Check whether $\sf{\frac{20}{\sqrt{5}}}$ is a rational number or an irrational number

$\huge\underline\mathrm{SOLUTION:-}$

Let us assume, to the contrary, that $\sf{\frac{20}{\sqrt{5}}}$ is rational. That is, we can find co- prime integers p and q (q ≠ 0) such that

∴ ⠀⠀⠀ $\sf{\frac{20}{\sqrt{5}}}$ = $\sf {\frac{p}{q}}$

⚫ Rationalising the denominator:-

$\longmapsto$$\sf{\frac{p}{q} = \large\frac{ 20 \times \sqrt{5}}{\sqrt{5} \times \sqrt {5}}}$

$\longmapsto$$\sf{ \frac{p}{q}=\large\frac{\cancel{20}\sqrt{5}}{\cancel{5}}}$

$\longmapsto$$\sf{4\sqrt{5} = \frac{p}{q}}$

$\longmapsto$$\sf{\sqrt{5} = \frac{p}{4q}}$

➢ Since, p and q are integers so $\sf{\frac{p}{4q}}$ is rational, and so √5 is rational.

✒But this contradicts the fact that √5 is irrational.

So, we conclude that √5 is an irrational.
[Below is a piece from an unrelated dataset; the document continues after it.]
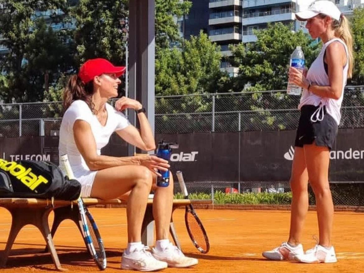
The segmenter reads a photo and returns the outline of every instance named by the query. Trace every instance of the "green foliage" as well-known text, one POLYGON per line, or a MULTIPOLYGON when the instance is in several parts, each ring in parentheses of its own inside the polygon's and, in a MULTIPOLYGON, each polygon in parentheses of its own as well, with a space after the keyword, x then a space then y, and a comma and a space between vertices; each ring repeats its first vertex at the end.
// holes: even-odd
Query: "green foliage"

❛ Hence, $\sf{\frac{20}{\sqrt{5}}}$ is an irrational number ❜

Answer 2

$\large\underline\mathrm{Solution}$

• Let the us to the 20/√5 is rational. that is, we can find co - prime integers p and q (q unequal to 0) such that.

$\implies$ 20/√5 = p/q

Rationalise.

$\implies$ p/q = 20 × √5 / √5 × √5

$\implies$ p/q = 20√5 / 5

$\implies$ p/q = 4√5

$\implies$ √5 = p/4q

Thus, p and q are integers so p/4q is rational, and so √5 is irrational.

So, we conclude that √5 is an irrational.

hence, 20/√5 is an irrational number.